Purple Sweet Potato - Superfood?
68Watch out - this latest 'Superfood' could be coming to a produce department near you sometime soon!
With oh-so-many different varieties of fruits and vegetables from all over the map, we have seen this before: the over-hyped-hyperbole of claims that this or that next type of specialty produce is going to be the next big 'superfood'. Really, honest, it will! More recently with several different types of berries, for example, we have been told this by first scientists, then the media, and then finally by marketers. (who has not received at least one spam email heralding the merits of the acai berry?). Anyhow currently a strain of purple sweet potato is being developed and tested as the latest super food, and it already has scientists boasting that the vegetable may actually stop people from developing cancer.
Seriously, that is quite aremarkable claim to hear made about any kind or type of produce, don't you think?. The logic here is that the designer sweet potato, cultivated for its purple anti-cancer pigmentation, is also thought to contain within it some anti-ageing and antioxidant chemicals. A crop-development expert in the United States has developed this new variety of purple sweet potato with a thicker purple skin and flesh to increase its inherent cancer-fighting properties. Soyoung Lim, a researcher from Kansas State University, said that it differed from purple sweet potato varieties already found in most grocery outlets because both the newer potato's flesh and skin were purple.
Lim said the potato's colouring contained the chemical anthocyanin, which is known to lower the risk of cancer and could even possibly slow down certain types of the disease. According to Lim, "The colour is the important part because the purple colour is responsible for the amount of anthocyanin in the potato." Scientists have already used two strands of anthocyanin to treat colon cancer and found that the pigment slowed down the growth of cancerous cells. Anthocyanin, which produces red, blue or purple colours in various types of food, can also be found in blueberries, red grapes and red cabbage, yet the specially grown purple sweet potato has a higher concentration of the chemical than any other species of potato. Dr Weiqun Wang, who was also involved in testing the potato, has said that the new purple sweet potato tasted sweeter than other potatoes but was still perfectly edible. According to Wang, "It's good not only for cancer prevention but other benefits like antioxidants as well."
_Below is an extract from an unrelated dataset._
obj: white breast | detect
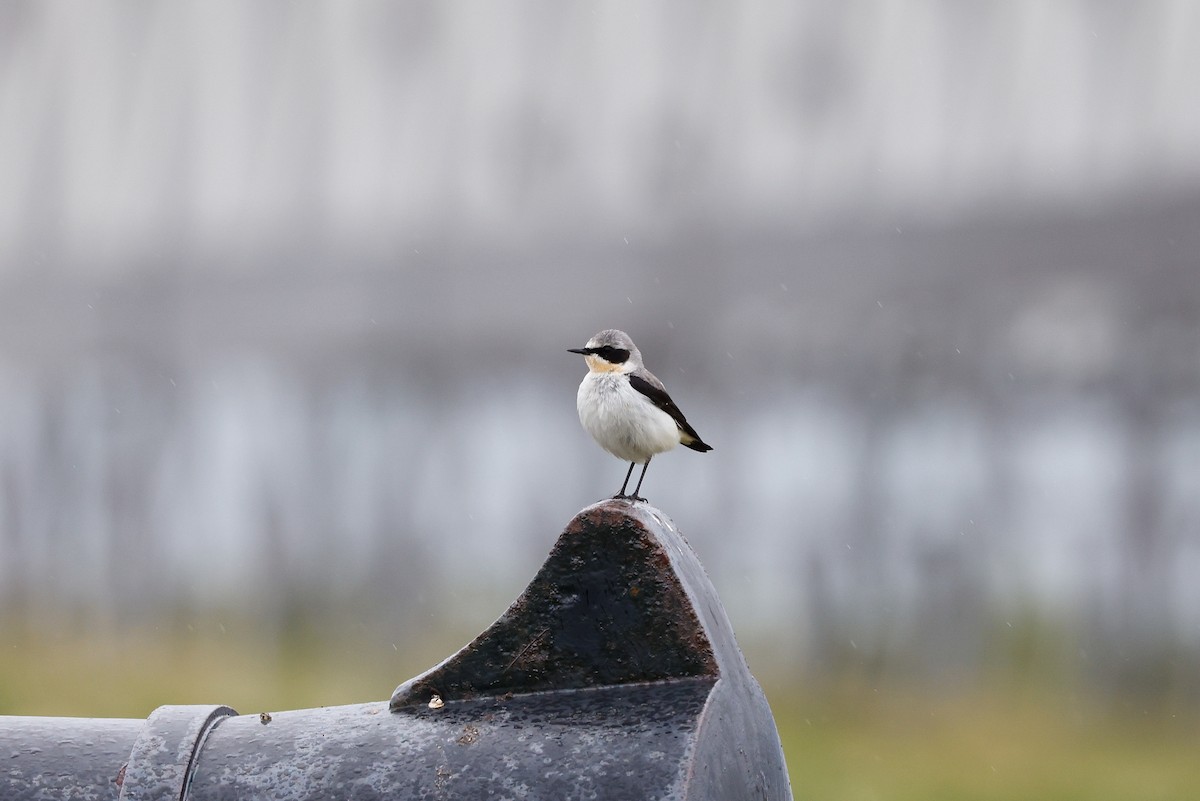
[576,373,679,463]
The high-concentration purple sweet potato is due for a series of clinical trials next year, so it might actually be a while before it is made available for retail to the general public. Obviously like I mentioned earlier, there have been so many other food stuffs that have been the subject matter of claims as to their prospective health benefits, in spite of this I do not recall before any variety of food that was tagged with such a basic claim that carried with it such potentially major implications for human health and wellbeing. As the new purple sweet potato is put through its paces, so to speak, through the next year or so, I look forward to hearing just how impressive the clinical trial results are.
Let's just hope that this one pans out in the end and that maybe, just maybe, it gives us another tool to use in the fight against cancer.